Retribution Road
PublisherMacLehose Press
Date Published09 March 2017
Price£ 18.99

Retribution Road

by Antonin Varenne (translated by Sam Taylor)

East India Company Sergeant Arthur Bowman is sent on a secret mission. Years later as a drink and drug addicted policeman, he stumbles on a vile murder and knows only someone who shared his Burmese prison could have committed the crime.


Only a Frenchman or a Russian could even have attempted this sprawling epic, stretching over almost 20 years and three continents which recalls the work of those great adventure writers Conrad, Kipling, Stevenson and Haggard. Antonin Varenne will be a new name to most readers, but one to note.

This flamboyant adventure features lost soldiers who have plunged into the heart of darkness and will cross the world in search of vengeance and redemption. It is powerful, shocking and even unsettling, posing as it does serious questions about both manipulation by multi-national companies and male violence.

In 1852, when the story opens, the East India Company is effectively the British Raj. Founded by Elizabeth I, the private company is now so powerful it is the only law and government in vast swathes of Africa, India, Burma, Siam and China. Its private army of 300,000 British mercenaries and native troops enforce its will. Rebellion is ruthlessly put down with massacres commonplace.

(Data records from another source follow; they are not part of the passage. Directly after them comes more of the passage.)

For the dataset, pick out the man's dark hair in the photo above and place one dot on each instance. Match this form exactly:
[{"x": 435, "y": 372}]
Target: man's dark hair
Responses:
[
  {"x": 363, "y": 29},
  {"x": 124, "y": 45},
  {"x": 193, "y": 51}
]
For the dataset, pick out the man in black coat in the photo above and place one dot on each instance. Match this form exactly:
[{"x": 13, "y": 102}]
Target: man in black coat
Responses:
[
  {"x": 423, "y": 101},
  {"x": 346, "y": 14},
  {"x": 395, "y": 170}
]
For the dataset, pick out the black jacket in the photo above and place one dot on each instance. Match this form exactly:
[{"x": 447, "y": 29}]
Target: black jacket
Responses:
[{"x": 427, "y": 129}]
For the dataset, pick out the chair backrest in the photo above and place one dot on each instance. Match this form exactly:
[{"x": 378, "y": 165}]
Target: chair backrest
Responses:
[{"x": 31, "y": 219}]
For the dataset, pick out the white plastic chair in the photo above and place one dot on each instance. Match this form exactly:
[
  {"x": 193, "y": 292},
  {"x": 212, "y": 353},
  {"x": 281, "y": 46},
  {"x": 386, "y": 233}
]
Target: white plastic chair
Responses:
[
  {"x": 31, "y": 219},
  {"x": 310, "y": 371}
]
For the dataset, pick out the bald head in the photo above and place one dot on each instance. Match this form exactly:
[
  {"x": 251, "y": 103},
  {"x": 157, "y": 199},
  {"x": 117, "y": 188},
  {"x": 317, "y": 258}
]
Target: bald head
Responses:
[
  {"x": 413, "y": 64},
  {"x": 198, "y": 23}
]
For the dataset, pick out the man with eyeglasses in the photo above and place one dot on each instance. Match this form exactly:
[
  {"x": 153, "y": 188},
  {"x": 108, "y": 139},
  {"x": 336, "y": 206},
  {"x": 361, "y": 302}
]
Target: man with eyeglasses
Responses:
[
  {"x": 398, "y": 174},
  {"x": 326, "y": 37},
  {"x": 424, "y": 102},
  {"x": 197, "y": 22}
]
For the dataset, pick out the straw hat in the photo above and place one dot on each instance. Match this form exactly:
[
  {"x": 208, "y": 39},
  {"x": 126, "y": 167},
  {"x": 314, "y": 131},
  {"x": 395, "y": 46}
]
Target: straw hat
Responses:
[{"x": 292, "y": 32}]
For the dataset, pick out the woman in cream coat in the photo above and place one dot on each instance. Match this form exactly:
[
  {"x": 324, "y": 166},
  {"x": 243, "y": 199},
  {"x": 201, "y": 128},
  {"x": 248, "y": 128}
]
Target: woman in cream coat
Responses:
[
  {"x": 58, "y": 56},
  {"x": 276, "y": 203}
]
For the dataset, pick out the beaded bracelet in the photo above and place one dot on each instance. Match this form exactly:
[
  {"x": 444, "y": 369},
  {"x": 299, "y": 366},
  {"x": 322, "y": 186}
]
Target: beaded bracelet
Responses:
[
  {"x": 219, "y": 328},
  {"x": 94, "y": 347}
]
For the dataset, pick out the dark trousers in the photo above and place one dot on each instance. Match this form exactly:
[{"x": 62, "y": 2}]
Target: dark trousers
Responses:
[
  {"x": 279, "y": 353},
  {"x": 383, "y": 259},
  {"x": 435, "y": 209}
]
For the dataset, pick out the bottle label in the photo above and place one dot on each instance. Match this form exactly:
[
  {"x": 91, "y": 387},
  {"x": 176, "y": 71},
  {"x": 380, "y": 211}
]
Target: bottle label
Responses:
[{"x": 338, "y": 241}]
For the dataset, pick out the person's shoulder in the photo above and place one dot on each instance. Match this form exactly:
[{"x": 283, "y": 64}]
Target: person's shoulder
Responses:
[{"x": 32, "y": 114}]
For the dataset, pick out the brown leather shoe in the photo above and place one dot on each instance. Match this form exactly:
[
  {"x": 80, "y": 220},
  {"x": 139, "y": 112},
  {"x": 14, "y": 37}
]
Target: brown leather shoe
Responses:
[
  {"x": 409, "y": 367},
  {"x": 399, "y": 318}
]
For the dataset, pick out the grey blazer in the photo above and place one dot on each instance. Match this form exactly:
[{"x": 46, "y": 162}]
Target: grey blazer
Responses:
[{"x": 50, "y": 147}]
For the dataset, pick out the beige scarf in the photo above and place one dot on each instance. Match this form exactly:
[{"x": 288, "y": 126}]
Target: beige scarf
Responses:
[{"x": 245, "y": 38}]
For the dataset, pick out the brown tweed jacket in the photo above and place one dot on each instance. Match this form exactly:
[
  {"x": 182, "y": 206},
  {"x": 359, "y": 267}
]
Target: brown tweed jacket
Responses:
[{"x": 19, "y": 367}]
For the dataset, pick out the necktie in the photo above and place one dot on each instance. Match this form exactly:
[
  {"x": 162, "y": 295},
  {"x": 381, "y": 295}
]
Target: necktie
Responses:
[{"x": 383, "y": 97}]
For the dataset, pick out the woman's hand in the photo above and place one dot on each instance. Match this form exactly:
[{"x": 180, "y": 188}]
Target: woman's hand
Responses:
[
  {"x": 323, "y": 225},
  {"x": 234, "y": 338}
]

Sergeant Arthur Bowman is the perfect senior NCO. Give him an order, he will carry it out. He’s physically tough, fearless in combat, and dominates and leads his men by sheer force of personality. No one crosses Bowman. He is selected as second-in-command of a unit of troublemakers and criminals for a secret mission during the second Anglo-Burmese War. It fails and he and his surviving men are captured and hideously tortured. Throughout their ordeal, ‘survival’ becomes Bowman's mantra, a word that will stiffen their powers of endurance. But only ten survive.

Years later, now a Thames Division policeman, battling his ghosts through a haze of alcohol and opium, Bowman discovers a mutilated corpse in a sewer bearing the same marks of torture and with that one word daubed in blood beside it. Bowman is convinced the killer is of those who shared his captivity, and resolves to hunt him down. As he eliminates the survivors, he also discovers that his wartime unit does not exist and that no one was meant to survive in a carefully organised cover-up to a plot by the East India Company’s powerful directors to enrich themselves.

Himself a suspect in the sewer killing, the single-minded Bowman realises he must find the killer to prove his own innocence. A trail that begins in the Burmese jungle takes him through the slums of London to America at a time when, in a bid for mineral riches and land, the conquest of the West has begun. More similar murders follow.

This magnificently brutal historical epic is part war story, part crime novel, part western, part serial killer thriller and part an intimate psychological character study. It is a story of greed, retribution, redemption, forgiveness, the driven search for a disturbed killer and one of the best descriptions of what it is like to live on the edge between life and death I have ever read.

This amazingly researched and detailed book vividly captures the different countries in evocative descriptions of places and details. London and the Thames in ‘The Great Stink’ of 1858; the laundries and opium dens of China Court; the filth and poverty of ordinary people; the trials of an Atlantic crossing; the betrayal of idealist dreams of America with strikers shot and those hoping for ‘Utopia’ cheated and ruined by corrupt officials; slavery; the treatment of the native Indians; American ‘justice’; and finally the Civil War.

As the ghosts around him multiply, Bowman encounters pioneers, farmers, prospectors, soldiers and Indians on a journey that tests this mentally and physically scarred man to his limits, but gradually sets him on the path of profound change. Above all it is a story of how much the human spirit can endure when even hope seems lost. Bowman is the anti-hero of them all. Cold, callous, brutal at the start, reduced to an emotional wreck by the horrors he has seen and the things he has done, he slowly becomes more ‘human’ – although often it’s difficult to tell – aided by some of the people he meets and the French woman with whom he falls in love.

The writing is at times sublime, with vivid descriptions of the sheer expanse and variety of terrain of America taking the edge off some of the more unpleasant parts of what is a truly compelling and  brilliantly characterised narrative.